White is fine on the moon; every person who walked on the Moon wore a white suit. The Moon looks light colored to us on Earth, but its albedo is about 0.14, which is roughly the same as worn asphalt or dirt.


The orange space suits aren't worn in space, nor were they worn on the moon. Armstrong and Aldrin wore white, despite the moon being a bright gray. These are for recovery operations on Earth.


The white of lunar and EVA suits is white because of temperature regulation reasons, and is very unlikely to change.


Not to confuse with https://en.m.wikipedia.org/wiki/Safety_orange, which by coincidence(?) is also the brand color of the french Orange group: https://www.brandcolorcode.com/orange


From now on, my HN top color is International Orange.


Are these orange colors easily recognizable by color blindness?


When it comes to colorblindness, it doesn’t make much sense to ask if a single color is recognizable. Color blindness is a difficulty in distinguishing between different colors - some pairs of colors that are visibly contrasting to normal sight may not be visibly contrasting to colorblind sight, such as red/brown, brown/green, and red/green.

There are three main mechanisms of colorblindness, corresponding to the three main types of light receptors in the eye: deutan (green-weak), protan (red-weak), and tritan (“blue-weak”, although this is not a common term). About three quarters of color vision issues are deutan, one quarter is protan, less than 1% is tritan.

When you go out into the world and start interacting with contrasting color pairs, both green-weak and red-weak color vision cashes out as “red-green colorblindness”, while blue-weak cashes out as “blue-green colorblindness”. None of these have issues distinguishing yellow/orange from blue.

Presumably this is actually the motivation for the international air safety color being orange, as it’s easily distinguishable from blue sky.


To add an anecdote to your great general explanation: I'm red-green colour blind, and I can see the International Orange against most backgrounds.

Keep in mind that I can judge saturation and brightness just fine, and that's a big part of what makes that shade of orange stand out.


A further anecdote, I am also (slightly, not absolutely) red-green colour blind.
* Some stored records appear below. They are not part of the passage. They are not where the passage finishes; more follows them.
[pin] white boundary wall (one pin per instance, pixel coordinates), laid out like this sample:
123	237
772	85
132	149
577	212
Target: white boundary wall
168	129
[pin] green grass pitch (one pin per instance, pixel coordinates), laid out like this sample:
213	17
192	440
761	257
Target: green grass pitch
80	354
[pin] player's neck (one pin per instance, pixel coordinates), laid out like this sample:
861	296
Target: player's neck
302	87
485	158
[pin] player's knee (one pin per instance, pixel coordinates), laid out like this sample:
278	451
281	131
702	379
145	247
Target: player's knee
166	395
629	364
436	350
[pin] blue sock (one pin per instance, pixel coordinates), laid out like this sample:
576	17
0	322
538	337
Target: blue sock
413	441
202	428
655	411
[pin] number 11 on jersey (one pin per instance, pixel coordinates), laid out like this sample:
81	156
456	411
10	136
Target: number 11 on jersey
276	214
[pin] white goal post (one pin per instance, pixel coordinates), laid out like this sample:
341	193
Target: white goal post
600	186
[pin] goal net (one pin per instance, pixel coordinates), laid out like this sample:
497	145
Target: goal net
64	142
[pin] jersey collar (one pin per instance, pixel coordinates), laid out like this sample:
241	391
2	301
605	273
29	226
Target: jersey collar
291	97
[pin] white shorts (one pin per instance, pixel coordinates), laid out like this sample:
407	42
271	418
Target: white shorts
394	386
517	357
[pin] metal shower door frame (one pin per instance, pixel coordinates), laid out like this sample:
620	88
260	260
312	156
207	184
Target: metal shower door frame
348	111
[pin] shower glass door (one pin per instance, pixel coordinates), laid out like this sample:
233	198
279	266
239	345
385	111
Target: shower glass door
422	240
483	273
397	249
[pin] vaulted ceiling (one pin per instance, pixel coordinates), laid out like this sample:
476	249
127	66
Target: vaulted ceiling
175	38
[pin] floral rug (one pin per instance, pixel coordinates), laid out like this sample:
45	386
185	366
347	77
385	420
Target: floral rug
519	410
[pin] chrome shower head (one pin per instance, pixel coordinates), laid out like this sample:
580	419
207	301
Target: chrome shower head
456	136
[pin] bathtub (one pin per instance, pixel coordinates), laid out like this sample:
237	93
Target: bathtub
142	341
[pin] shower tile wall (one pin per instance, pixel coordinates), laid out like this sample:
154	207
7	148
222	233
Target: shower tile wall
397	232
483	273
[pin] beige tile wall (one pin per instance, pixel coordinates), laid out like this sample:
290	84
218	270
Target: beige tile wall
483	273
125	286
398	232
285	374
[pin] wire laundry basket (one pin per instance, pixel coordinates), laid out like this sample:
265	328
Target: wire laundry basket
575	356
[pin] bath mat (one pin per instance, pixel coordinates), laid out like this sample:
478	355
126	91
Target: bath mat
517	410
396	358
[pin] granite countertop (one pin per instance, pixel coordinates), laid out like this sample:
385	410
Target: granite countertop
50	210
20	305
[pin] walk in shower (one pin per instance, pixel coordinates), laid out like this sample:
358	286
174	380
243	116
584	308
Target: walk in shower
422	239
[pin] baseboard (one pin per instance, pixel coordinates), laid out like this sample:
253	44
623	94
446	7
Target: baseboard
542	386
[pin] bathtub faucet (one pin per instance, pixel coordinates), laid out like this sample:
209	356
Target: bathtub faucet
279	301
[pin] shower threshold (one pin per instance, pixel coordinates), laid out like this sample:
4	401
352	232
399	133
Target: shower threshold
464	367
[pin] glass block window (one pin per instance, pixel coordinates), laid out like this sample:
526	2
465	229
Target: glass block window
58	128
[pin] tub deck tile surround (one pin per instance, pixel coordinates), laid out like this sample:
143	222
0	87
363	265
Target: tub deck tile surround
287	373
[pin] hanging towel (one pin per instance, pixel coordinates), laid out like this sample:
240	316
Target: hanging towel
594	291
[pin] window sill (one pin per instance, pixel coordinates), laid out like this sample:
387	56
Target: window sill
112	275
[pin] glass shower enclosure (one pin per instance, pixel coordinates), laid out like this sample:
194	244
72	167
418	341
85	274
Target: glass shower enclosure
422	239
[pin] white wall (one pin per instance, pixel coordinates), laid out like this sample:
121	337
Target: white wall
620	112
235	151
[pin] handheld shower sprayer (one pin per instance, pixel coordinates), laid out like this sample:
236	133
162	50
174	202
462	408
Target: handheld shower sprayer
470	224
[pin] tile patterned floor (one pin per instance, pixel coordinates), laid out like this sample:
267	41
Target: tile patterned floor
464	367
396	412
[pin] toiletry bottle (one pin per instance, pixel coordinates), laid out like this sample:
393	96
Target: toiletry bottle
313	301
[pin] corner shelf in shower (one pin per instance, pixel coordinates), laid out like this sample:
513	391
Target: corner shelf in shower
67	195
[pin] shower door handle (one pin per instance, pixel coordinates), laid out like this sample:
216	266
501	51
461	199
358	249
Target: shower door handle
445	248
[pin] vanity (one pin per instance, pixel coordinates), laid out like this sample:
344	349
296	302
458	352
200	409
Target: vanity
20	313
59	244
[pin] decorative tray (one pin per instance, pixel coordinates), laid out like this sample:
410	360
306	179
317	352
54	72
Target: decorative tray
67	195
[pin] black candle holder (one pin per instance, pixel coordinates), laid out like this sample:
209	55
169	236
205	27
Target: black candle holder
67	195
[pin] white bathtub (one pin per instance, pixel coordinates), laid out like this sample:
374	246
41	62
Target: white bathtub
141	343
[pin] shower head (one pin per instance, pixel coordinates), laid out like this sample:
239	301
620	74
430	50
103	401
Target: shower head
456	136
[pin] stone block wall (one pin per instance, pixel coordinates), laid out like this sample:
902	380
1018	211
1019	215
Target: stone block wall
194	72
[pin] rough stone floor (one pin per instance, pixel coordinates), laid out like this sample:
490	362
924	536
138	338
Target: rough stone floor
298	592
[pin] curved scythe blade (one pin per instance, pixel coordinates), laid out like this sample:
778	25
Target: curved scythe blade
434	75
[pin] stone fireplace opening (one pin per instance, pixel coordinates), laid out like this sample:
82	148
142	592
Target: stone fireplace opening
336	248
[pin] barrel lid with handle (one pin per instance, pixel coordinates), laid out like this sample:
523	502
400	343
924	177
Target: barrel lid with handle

Although I can distinguish between bright reds and greens, darker shades or in lower lights, I am unable to discern between reds and greens.

I'm not always aware that there is a colour I have not correctly perceived, and may simply think that a colour is 'brown', where others clearly perceive it as red or green. However, it's very rare that this causes me problems. I suppose electrical work in low light might be risky, but then I would be taking extra steps to ensure I did not screw up (increasing lighting, asking someone to double check before I touch anything, etc.).


The ingrained psychological/emotional reaction between international and safety orange is pretty interesting for such a minute difference.